Peruse forums. Search Quora, or find forums related to your niche, then take a look at the discussions that are taking place. What questions are people asking? What problems do they have?
Research keywords. Explore different keyword combinations on Google Trends and Google AdWords’ keyword planner. This can help you uncover popular search terms related to pain points.
The presence of competition isn’t necessarily a bad thing. It may actually be showing you that you’ve found a profitable niche. But you do need to do a thorough analysis of competing sites. Create a new spreadsheet and start logging all of the competing sites you can find.

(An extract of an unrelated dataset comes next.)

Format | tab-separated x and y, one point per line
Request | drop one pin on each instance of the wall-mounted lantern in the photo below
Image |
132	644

Then figure out whether there’s still an opportunity to stand out in the crowd. Can you still rank for your keywords? Is there a way to differentiate yourself and create a unique offer? Here are several signs that you can enter a niche and be successful, even if there are already other sites serving it:
Low-quality content. It’s easy to outrank your competition in a niche where other business owners are not creating high-quality, detailed content that serves the audience.
Lack of transparency. Many online entrepreneurs have disrupted entire industries by creating an authentic and transparent presence in a niche where other sites are faceless and overly corporate.

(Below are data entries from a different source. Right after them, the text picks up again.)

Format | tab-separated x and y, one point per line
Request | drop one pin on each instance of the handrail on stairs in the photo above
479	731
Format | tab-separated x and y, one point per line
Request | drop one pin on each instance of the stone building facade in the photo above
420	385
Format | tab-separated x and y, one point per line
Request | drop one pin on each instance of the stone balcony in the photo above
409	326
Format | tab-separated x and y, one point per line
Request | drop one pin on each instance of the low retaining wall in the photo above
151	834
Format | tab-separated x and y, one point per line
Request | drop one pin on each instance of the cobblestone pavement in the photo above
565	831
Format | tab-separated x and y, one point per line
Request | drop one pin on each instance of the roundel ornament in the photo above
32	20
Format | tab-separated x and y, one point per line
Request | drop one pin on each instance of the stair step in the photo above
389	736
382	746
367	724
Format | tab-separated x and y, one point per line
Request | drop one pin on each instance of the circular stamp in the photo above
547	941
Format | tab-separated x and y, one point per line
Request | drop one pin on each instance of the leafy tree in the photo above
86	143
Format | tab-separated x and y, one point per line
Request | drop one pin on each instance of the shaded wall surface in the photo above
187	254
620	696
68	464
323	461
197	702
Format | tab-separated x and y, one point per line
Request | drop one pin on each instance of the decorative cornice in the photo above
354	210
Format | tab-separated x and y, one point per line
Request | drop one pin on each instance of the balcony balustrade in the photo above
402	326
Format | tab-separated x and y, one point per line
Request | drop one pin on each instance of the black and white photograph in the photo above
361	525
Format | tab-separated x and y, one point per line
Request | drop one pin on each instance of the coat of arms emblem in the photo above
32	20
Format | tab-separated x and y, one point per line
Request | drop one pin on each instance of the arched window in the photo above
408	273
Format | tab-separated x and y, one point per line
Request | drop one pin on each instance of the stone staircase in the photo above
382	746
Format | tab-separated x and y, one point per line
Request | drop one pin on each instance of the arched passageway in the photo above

Lack of paid competition. If you’ve found a keyword that has relatively high search volume, but little competition and paid advertising, an opportunity definitely exists for you to upset the market.
4. Determine the profitability of your niche.
You should now have a pretty good idea of what niche you’re going to get into. Maybe you haven’t narrowed your list down to a single topic area, but you’ve likely found a few ideas you feel pretty good about. At this point, it’s important to get an idea of how much money you have the potential to make in your niche. ClickBank is a great place to go to start your search.
So, browse top products in your category. If you can’t find any offers, that’s not a good sign. It might mean that nobody has been able to monetize the niche.
If your search does turn up a decent number of products — but not an overabundance of products — you’re in luck. Make note of price points so that you can price your own products in a competitive manner.
Also keep in mind that you don’t have to start your business with a product offering of your own. You can partner with products creators, advertisers and site owners in your niche to begin generating commissions while you’re working on your unique solution.
5. Test your idea.
You are now armed with all of the information you need to choose a niche, and the only thing left to do is test your idea. One simple way to do this is to set up a landing page for pre-sales of a product you’re developing. You can then drive traffic to this page with paid advertising.
Even if you don’t get pre-sales, that doesn’t necessarily mean that you aren’t in a viable niche. It could be that your messaging isn’t quite right, or you haven’t found the right offer yet. By leveraging A/B split testing, you can optimize conversions and find out whether or not there is anything stopping your target market from taking action.
5 Steps You Can Use to Find Your Niche
5 Steps You Can Use to Find Your Niche
Once you’ve confirmed the viability of a niche, start developing a full-fledged website. You’ll want to learn how to create a blog, and generate more traffic to your site to boost your revenue and scale up.
But, do keep in mind that there isn’t necessarily a perfect process for finding a niche. You’ll want to do your homework, but if you get stuck in the planning phase, you’ll never actually get around to starting. As an entrepreneur, you need to become a good starter.